Articles
Herd Mentality (or the Need to Follow the Crowd)

by Thornton W. Morris 

During the melt-down of 2008, we again observed the phenomena that occurred with the high technology bust of 2000. In both cases, a large percentage of investment advisors adhered rigidly to the security of the diversified portfolio. It had served them well during the 90s and from 2003 through 2007. The excuse which we most often heard for the huge reduction of portfolio value was that the market was down, and therefore, there was no place to go other than with it. This was especially a common theme in irrevocable trust administration.

And to some extent, clearly that was the case. However, the question which comes to mind, is whether an alternative to most any situation exists if a person has the ability to seek it out and the courage to act on it.

What most of us observed was a strict adherence to the established investment model, a repetition of what other financial institutions were advising, and how the particular asset class responded relative to its assigned benchmark. In other words, the established strategy appeared to be to stay in the middle of the crowd and to not venture very far from that center in any direction. This seemed to provide the most security for the financial advisory institution, allowed any criticism to be deflected by the continual discussion of "a falling market", and allowed the advisor to hide behind some established benchmark.

To the outside world, the established financial institutions appear to do things the same as their peers. The question to ponder is whether the institutions’ need to follow the crowd is a reflection of standardization due to the huge influx of advisors into the industry, the industry rules and regulations, or might there be other forces at play which need to be taken into consideration when selecting an investment advisor.

Investment advisory services are composed of humans, as are the medical and legal professions, the ministry, plumbers and electricians. An issue to consider is whether the human aspect of the equation is just as important as the various investment models, sell and buy signals, and the other technical formula that is touted by various advisors to show that their particular company has some kind of edge when it comes to the investment of portfolios. Clearly, disciplines within the operations of a company help with the execution of strategy, but an equally important issue might be whether a particular investment advisor even has the ability to go beyond or against the herd mentality.

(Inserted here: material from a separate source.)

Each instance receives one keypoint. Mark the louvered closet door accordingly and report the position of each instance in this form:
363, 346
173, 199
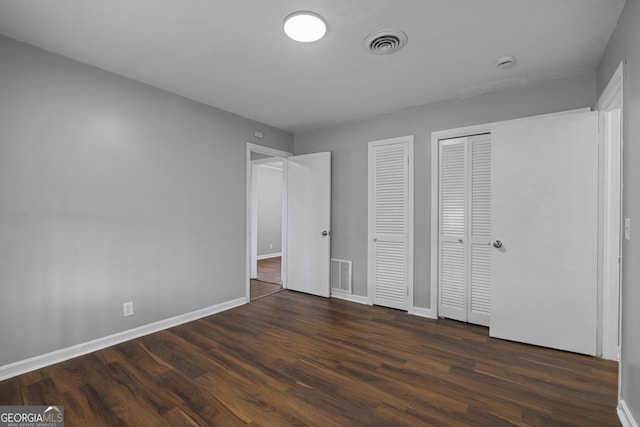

There are at least two major factors which seem to force humans to all go in the same direction. Both social and genetic forces press humans to follow large numbers of people and to not venture outside the realm of the accepted. These factors are more than simply not thinking of a viable alternative. SOCIAL CONSIDERATIONS We humans are "clan", "group", "pack", "herd" oriented beings, and it appears that at some level, most all humans need the approval of others. Basic insecurities that exist within the human species seem to make us, as a group, look to others for approval of our own actions. We want to be accepted. We want praise and adulation. We want "atta-boys" and "atta-girls". Humans are social beings who want to be accepted, and this applies to investment advisors, especially those in trustee capacities. (Obviously, there are liability considerations, but even those considerations are often-times based upon the established "reasonable" behavior for a person within that particular professional community.)

GENETIC CONSIDERATIONS – Recent research in the area of genetics seems to reveal that humans possess some form of a "herd mentality" gene. There are many reasons why individuals who lived within groups seemed to prosper, reproduce, and thus establish a genetic link. However, the point to be noted here is not why it might exist, but the fact that it apparently does exist and affects all of us including investment advisors.

Given that there may be both social and genetic reasons why individuals follow a crowd, the selecting of an advisor who can help clients through these erratic periods of history may be much more challenging than any of us suspect. If whomever we employ to handle the investment of capital will constantly have both social and genetic pressures to follow the movements of everyone else in the profession, we need to consider not just the technical models that are being sold by a particular advisor, or the strategy that is being recommended, but also these even more subtle, and normally never-noticed, pressures placed upon the individual. The existence of both social and genetic pressures to conform to a "herd mentality" may help explain how advisors can retain investment models in falling markets, and watch for an extended period of time, the principle of a portfolio substantially decrease.

IRREVOCABLE TRUSTS – The reactions of most all trustees to the reductions in value of their trusts appear to be similar in the administration of trusts in general, but especially with irrevocable trusts. Because of the inherent difficulty in changing trustees, those trustees are not particularly concerned with losing the business of the beneficiary. In addition, with the inherent complicated nature of the human interaction between trustees and beneficiaries, as well as, keeping in mind the social and genetic restraints in decision making that will affect an investment advisor-trustee, the selection of a trustee and the working with it over several generations is a very important decision for a family and one which will affect that family for years to come. Unfortunately, most people do not spend the necessary amount of time on the initial issue of the selection, and subsequent management, of a trustee that it warrants.